Anyone who walks into a Tesco in Shanghai will be confronted by huge Tesco Value range posters. Tesco believes it can build brand awareness through own label and offer safety assurances. Over the past year it has ramped up its offer, which is integrated with the main grocery rather than imported own label goods. "We have 1,000 own label products now - 18 months ago we had none," says Greg Sage, the retailer's international spokesman.

Own or private label currently accounts for less than 2% of the grocery market compared with 6-7% in other Asian countries, so the opportunity is there.
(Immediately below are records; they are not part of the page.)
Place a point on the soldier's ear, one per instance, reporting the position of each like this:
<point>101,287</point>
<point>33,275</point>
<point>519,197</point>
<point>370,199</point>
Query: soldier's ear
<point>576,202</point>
But not everyone is convinced it will work - the main stumbling blocks being pricing and lack of brand awareness. "This is an emerging market," says Jack Penhirin, director of OC&C Strategy Consultants in China. "Most consumers would prefer a discount on a brand than a private label. It takes time to build trust in a retail brand. Consumers here don't respond as you might expect. They are price-sensitive but also have time to shop several times a week and will wait for the next promotion."

Retailers will have to address the loyalty problem, adds Jason Yu, regional account development director, TNS Worldpanel China. "In China they offer free shuttle buses. Retired people go to one or two hypermarkets every morning to compare prices and check offers."

Ira Kalish, director of consumer business at Deloitte Research, is more optimistic. "Own label helps develop brand loyalty and given there aren't many national brands other than global brands, there is a serious branding opportunity."